Review 1236 : Entrails – An Eternal Time of Decay

Entrails revient vomir son Death Metal avec un septième album.

Créé en 1990 en Suède, le groupe ne sort rien puis s’arrête en 1998 avant de revenir en 2008. Aujourd’hui, Jimmy Lundqvist (guitare), Pontus « Penki » Samuelsson (basse/chant, Gravestone), Arvid Borg (batterie) et Markus Svensson (guitare, Nuclear Salvation) nous offre An Eternal Time of Decay chez Hammerheart Records.

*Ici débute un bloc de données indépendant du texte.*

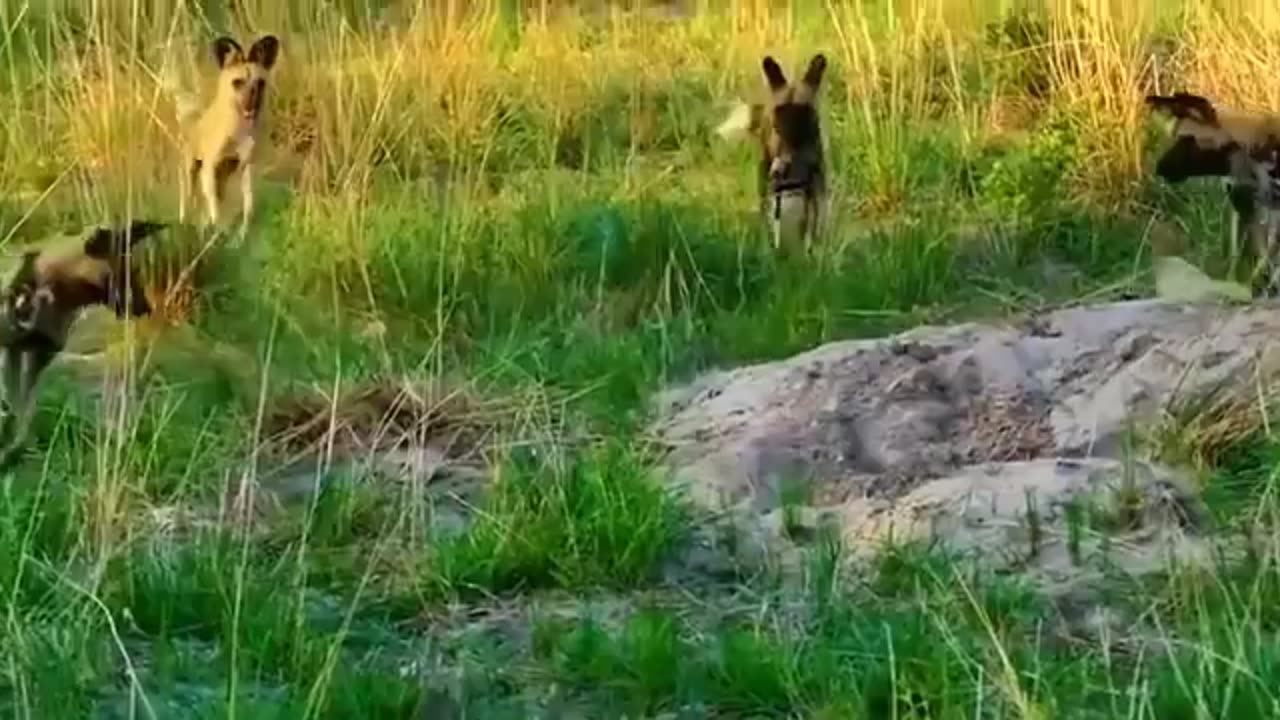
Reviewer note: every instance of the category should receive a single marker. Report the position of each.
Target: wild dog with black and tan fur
(42, 299)
(223, 140)
(1242, 147)
(792, 164)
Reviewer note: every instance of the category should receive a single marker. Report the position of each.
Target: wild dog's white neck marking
(737, 124)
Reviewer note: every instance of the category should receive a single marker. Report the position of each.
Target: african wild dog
(792, 168)
(1242, 147)
(222, 140)
(41, 300)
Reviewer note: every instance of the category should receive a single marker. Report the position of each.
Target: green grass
(592, 244)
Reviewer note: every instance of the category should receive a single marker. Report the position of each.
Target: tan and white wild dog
(1242, 147)
(792, 167)
(45, 294)
(222, 139)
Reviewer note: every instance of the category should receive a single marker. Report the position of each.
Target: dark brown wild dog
(44, 296)
(1242, 147)
(792, 167)
(222, 140)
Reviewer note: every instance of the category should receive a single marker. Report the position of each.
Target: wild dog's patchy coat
(792, 165)
(44, 297)
(1242, 147)
(223, 139)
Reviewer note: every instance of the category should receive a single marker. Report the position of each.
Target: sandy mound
(1005, 440)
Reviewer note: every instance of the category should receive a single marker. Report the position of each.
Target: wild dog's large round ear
(106, 242)
(1184, 105)
(813, 74)
(227, 50)
(264, 51)
(773, 73)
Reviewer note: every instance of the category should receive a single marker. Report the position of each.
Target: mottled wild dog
(792, 165)
(223, 139)
(44, 296)
(1242, 147)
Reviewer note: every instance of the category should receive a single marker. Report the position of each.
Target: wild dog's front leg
(22, 372)
(1265, 229)
(210, 187)
(187, 180)
(246, 197)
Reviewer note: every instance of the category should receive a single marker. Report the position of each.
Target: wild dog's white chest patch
(786, 215)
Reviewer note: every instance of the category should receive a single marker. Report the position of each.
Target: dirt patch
(977, 436)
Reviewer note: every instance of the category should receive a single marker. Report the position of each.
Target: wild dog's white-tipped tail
(737, 124)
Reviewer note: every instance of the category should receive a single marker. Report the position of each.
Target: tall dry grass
(438, 91)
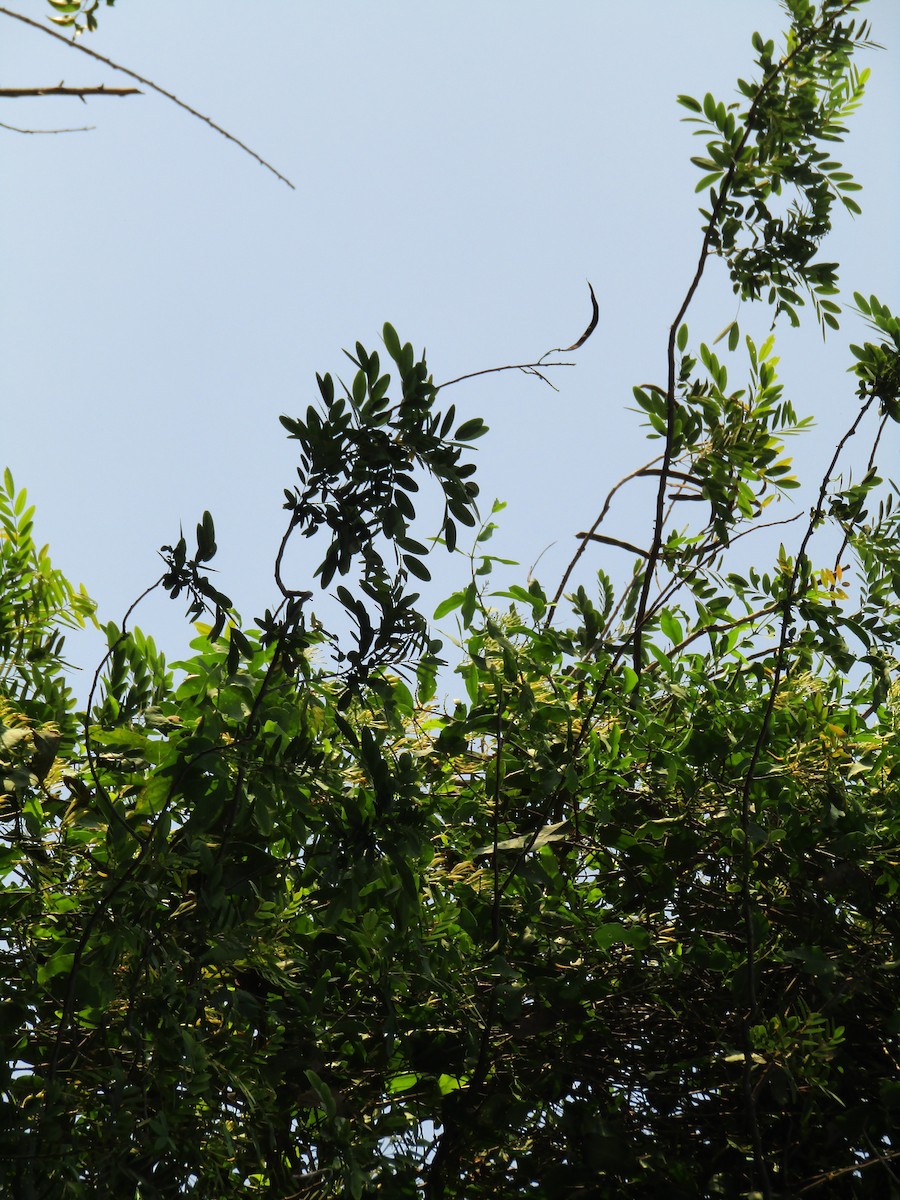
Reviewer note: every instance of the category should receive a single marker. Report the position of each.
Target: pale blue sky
(461, 169)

On débute sur l’inquiétante An Eternal Time of Decay, l’introduction éponyme, qui nous oppresse lentement avant que le son gras de Die to Death ne prenne la suite avec des leads perçants et une rythmique accrocheuse. Les hurlements puissants se posent avec fracas sur cette base violente trempée dans les racines du Death à la suédoise, tout comme sur Fear the End et son énergie morbide. Le blast entrainant permet aux riffs groovy de nous faire remuer la nuque tout en nous matraquant en continu, puis le groupe placera quelques leads sombres avant la fin, qui nous mène à The Dead et son sample introductif. La rythmique ne tarde pas à arriver et à nous écraser avec des sonorités et des choeurs hurlés très Old School qui collent parfaitement à l’ambiance du morceau, puis Slayed to a Pile of Flesh continue dans cette ambiance agressive aux leads déchirants. Bien que le tempo soit amené à ralentir légèrement sur certaines parties, on conserve cette rage permanente dans la voix rocailleuse, puis Open Casket Feast nous fait immédiatement replonger dans cet océan sanglant et dévastateur. Les riffs sont aussi Old School qu’efficaces, faisant de ce morceau l’un des plus ravageurs, puis le son s’éteint peu à peu avant que Dead by Evil ne nous offre quelques notes horrifiques avant de lâcher les riffs gras et groovy. Le refrain est simple mais incroyablement efficace, et il laisse également les musiciens placer des influences Grind ainsi que des harmoniques plus mélodieuses, alors que Inverted Graveyard renoue avec la noirceur et les éléments inquiétants. Le titre reste accrocheur et efficace, tout comme Autopsy et ses parties saccadées qui contribuent à la force des riffs malsains et gras. L’album se poursuit avec la puissante Reborn in Worms qui conjugue une violence brute et directe qui ralentit à peine pour placer des refrains pesants ou un solo mystérieux, puis il prend fin sur Possessed et sa rage viscérale qui sera l’une des meilleures armes du groupe pour faire remuer les fosses du monde entier.

Entrails ne m’a jamais déçu, et ce n’est pas An Eternal Time of Decay qui va changer mon avis sur le groupe ! Les musiciens manient à la perfection leurs racines suédoises, créant une vague de violence brute qui peut ralentir ou devenir plus mélodieuse, mais qui reste toujours grasse et accrocheuse.